Trouver un appartement à Namur

Logement Namur

Trouver un appartement à louer n’est plus si simple. Il y a quelques années, les exigences de base pour accéder à une chambre dans n’importe quelle ville se concentraient sur le fait d’être fumeur ou d’avoir un animal de compagnie. Exceptionnellement on vous demandait de présenter votre paie ou, à défaut, d’avoir un garant. 

Maintenant, il semble que le scénario a changé. À certaines occasions, pour trouver un logement en location, il faut passer plusieurs tests de sélection, comme s’il s’agissait d’un entretien d’embauche.

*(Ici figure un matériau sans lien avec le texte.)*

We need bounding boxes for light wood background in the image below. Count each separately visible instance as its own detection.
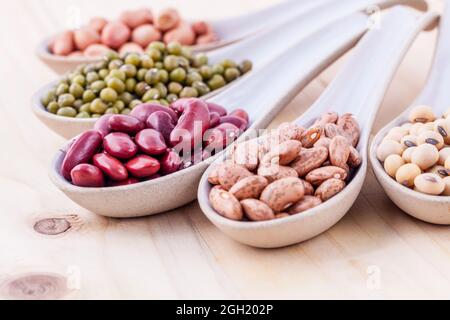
[0,0,450,299]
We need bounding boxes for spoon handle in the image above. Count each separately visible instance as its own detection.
[211,13,368,127]
[414,1,450,113]
[298,7,437,141]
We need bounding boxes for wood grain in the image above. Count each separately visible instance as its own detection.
[0,0,450,299]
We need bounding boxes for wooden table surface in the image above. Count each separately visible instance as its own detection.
[0,0,450,299]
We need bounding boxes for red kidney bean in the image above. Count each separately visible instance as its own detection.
[206,102,228,117]
[125,155,161,178]
[220,116,248,132]
[61,130,102,181]
[108,115,145,135]
[161,151,183,174]
[130,103,178,123]
[205,123,240,151]
[70,163,105,188]
[94,114,113,138]
[147,111,175,144]
[135,129,167,156]
[209,112,220,128]
[170,98,195,115]
[92,153,128,181]
[230,109,250,124]
[170,99,209,149]
[103,132,138,159]
[109,178,141,187]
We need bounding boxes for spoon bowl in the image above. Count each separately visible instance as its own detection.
[32,0,427,139]
[370,2,450,225]
[198,8,437,248]
[50,14,367,218]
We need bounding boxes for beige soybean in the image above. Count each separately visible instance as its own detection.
[402,147,417,163]
[439,147,450,166]
[411,143,439,170]
[395,163,422,188]
[377,140,405,162]
[434,119,450,144]
[414,173,445,196]
[400,134,418,148]
[384,154,405,178]
[417,131,444,150]
[409,105,436,123]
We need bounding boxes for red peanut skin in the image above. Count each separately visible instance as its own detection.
[205,123,240,150]
[206,102,228,117]
[230,109,250,123]
[61,130,102,181]
[147,111,176,144]
[220,116,248,131]
[125,155,161,178]
[170,98,195,115]
[135,129,167,156]
[108,178,141,187]
[130,103,178,123]
[108,115,145,135]
[170,99,209,147]
[161,151,183,175]
[92,153,128,181]
[94,114,113,138]
[209,112,220,128]
[70,163,105,188]
[103,132,138,159]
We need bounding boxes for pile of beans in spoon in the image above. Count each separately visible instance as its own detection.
[61,98,249,188]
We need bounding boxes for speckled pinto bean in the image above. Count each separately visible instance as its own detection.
[306,166,348,186]
[337,113,361,147]
[218,162,253,190]
[330,136,350,168]
[258,163,298,183]
[287,195,322,215]
[241,199,275,221]
[291,147,328,177]
[261,178,305,212]
[230,176,269,200]
[300,127,323,148]
[262,140,302,166]
[61,130,102,181]
[209,186,244,221]
[315,179,345,201]
[347,146,362,168]
[232,139,259,171]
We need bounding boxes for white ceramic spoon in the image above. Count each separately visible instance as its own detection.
[36,0,427,74]
[32,0,424,139]
[50,14,368,218]
[370,3,450,225]
[198,8,437,248]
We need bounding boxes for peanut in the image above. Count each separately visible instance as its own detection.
[330,136,350,168]
[306,166,348,186]
[315,179,345,201]
[209,186,244,221]
[287,196,322,214]
[261,178,305,212]
[218,162,253,190]
[230,176,269,200]
[291,147,328,177]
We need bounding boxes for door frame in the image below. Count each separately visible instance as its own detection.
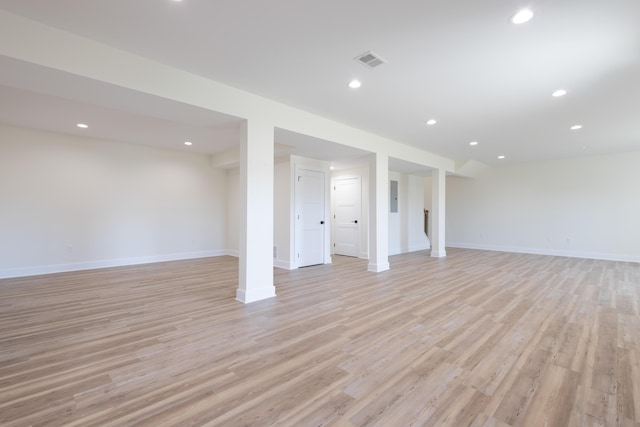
[330,174,363,258]
[291,163,331,268]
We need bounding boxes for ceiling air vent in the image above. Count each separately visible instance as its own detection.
[354,51,387,68]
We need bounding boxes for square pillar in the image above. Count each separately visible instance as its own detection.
[367,153,389,273]
[236,119,276,303]
[430,169,447,258]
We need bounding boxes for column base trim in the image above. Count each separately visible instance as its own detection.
[236,286,276,304]
[367,262,391,273]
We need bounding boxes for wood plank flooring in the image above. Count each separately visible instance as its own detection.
[0,249,640,427]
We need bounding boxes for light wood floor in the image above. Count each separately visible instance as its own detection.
[0,249,640,426]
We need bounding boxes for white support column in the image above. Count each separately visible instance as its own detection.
[430,169,447,258]
[236,119,276,303]
[367,153,389,273]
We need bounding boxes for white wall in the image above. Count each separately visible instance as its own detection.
[0,125,226,277]
[446,152,640,262]
[389,171,429,255]
[226,168,240,257]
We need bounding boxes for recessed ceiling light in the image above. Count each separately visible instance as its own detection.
[511,9,533,24]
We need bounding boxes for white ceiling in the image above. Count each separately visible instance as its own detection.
[0,0,640,171]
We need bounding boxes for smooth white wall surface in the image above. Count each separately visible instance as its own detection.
[226,167,240,257]
[446,152,640,262]
[389,171,429,255]
[0,125,227,277]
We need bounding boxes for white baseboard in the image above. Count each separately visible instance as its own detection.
[367,262,391,273]
[236,286,276,304]
[389,243,430,255]
[446,242,640,262]
[0,250,228,279]
[273,259,295,270]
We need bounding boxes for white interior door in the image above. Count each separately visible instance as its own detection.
[333,177,361,257]
[296,169,325,267]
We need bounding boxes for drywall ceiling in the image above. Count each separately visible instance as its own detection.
[0,0,640,165]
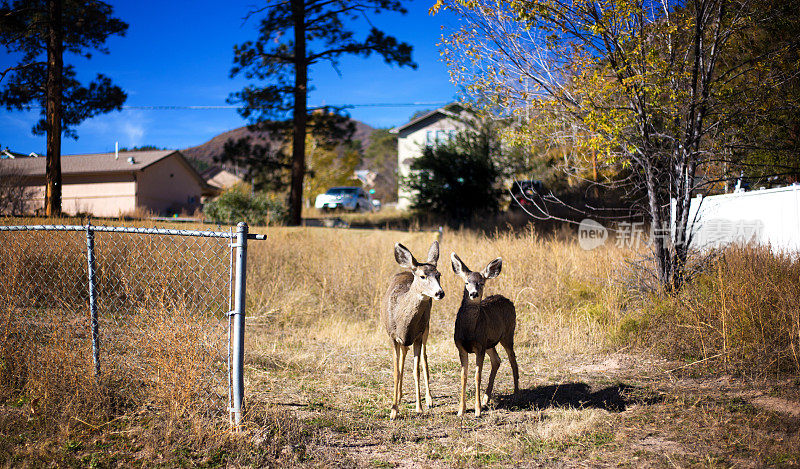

Est-ce que la demande d’appartements à louer a augmenté?

Il est de plus en plus courant de partager une chambre au-delà de 30 ans et il y a même des listes d’attente pour évaluer le meilleur locataire. Tout  est devenu compliqué.

«Nous avons arrêté de sélectionner les appartements selon nos préférences, maintenant ce sont les propriétaires qui sélectionnent leurs locataires», explique Léa , une jeune étudiante en master à Valence. 

Elle a vécu une véritable odyssée pour trouver une maison avec son partenaire. Il lui a fallu quelques mois pour s’installer dans un petit studio d’une chambre et d’une salle de bain. 

Est-ce que la concurrence entre les locataires est plus grande?

Comme dans une chasse, où tous les yeux sont sur la même cible. «J’ai eu le sentiment d’être confronté à une sélection de personnel comme quand on cherche du travail», reconnaît la jeune étudiante. 

Et pour arriver ici, il a fait face à plusieurs entretiens, également par téléphone, a vu son nom écrit sur un tableau des avantages et des inconvénients avec beaucoup d’autres et a eu le sentiment de se vendre pour accéder à une maison. «Et malheureusement le lendemain de la publication de l’annonce, l’appartement était déjà loué», explique Léa.

Est il difficile de trouver un logement à Namur

Ce trentenaire, à la recherche d’un appartement dans le quartier de Namur, s’est arrêté avec cinq entretiens pour pouvoir emménager dans son domicile actuel.

«Et c’est sans compter les contacts que j’ai dû faire avant de venir dans cet appartement, les visites d’agences immobilières ou les heures que j’ai passées devant l’ordinateur à chercher des pages web», souligne ce jeune actif. Il cherchait un appartement de deux pièces pour vivre seul, avec la possibilité de trouver plus tard un partenaire. Après avoir fouillé, appelé et contacté divers agents immobiliers, il s’est rendu compte que les exigences n’étaient plus les mêmes qu’il y a quelques années lorsqu’il jouait avec ses camarades de classe.

Mon propriétaire m’a fait passer cinq entretiens avant d’annoncer, à ce titre, que j’étais celui qui avait été choisi pour emménager dans cet appartement», reconnaît-il. Et il continue: «Je pense qu’il m’a demandé jusqu’à dix fois si j’envisageais de me mettre en couple et de faire un enfant.A l’époque je ne pensais qu’à trouver un appartement à bon prix dans ce quartier. C’était quelque chose de très compliqué en raison de la forte demande. J’ai évidemment répondu un non très ferme en disant que je me concentrais sur ma carrière professionnelle.

Il m’a finalement choisi pour avoir un locataire avec un salaire fixe, et pour le calme qui allait régner dans son appartement.

Quand est il dans la capitale belge?

A Bruxelles cet effet est multiplié. Peu d’appartements à un prix totalement exorbitant pour certains étudiants qui ont besoin de continuer à ajouter des diplômes car avec le simple diplôme ils ne peuvent pas trouver un emploi en fonction de leur préparation. 

«En plus de demander votre paie ou une garantie, nous avons constaté qu’obtenir un logement à Bruxelles  implique de nombreuses exigences», explique l’une des jeunes femmes. Les prix élevés et la forte demande font qu’il est très difficile de trouver un appartement.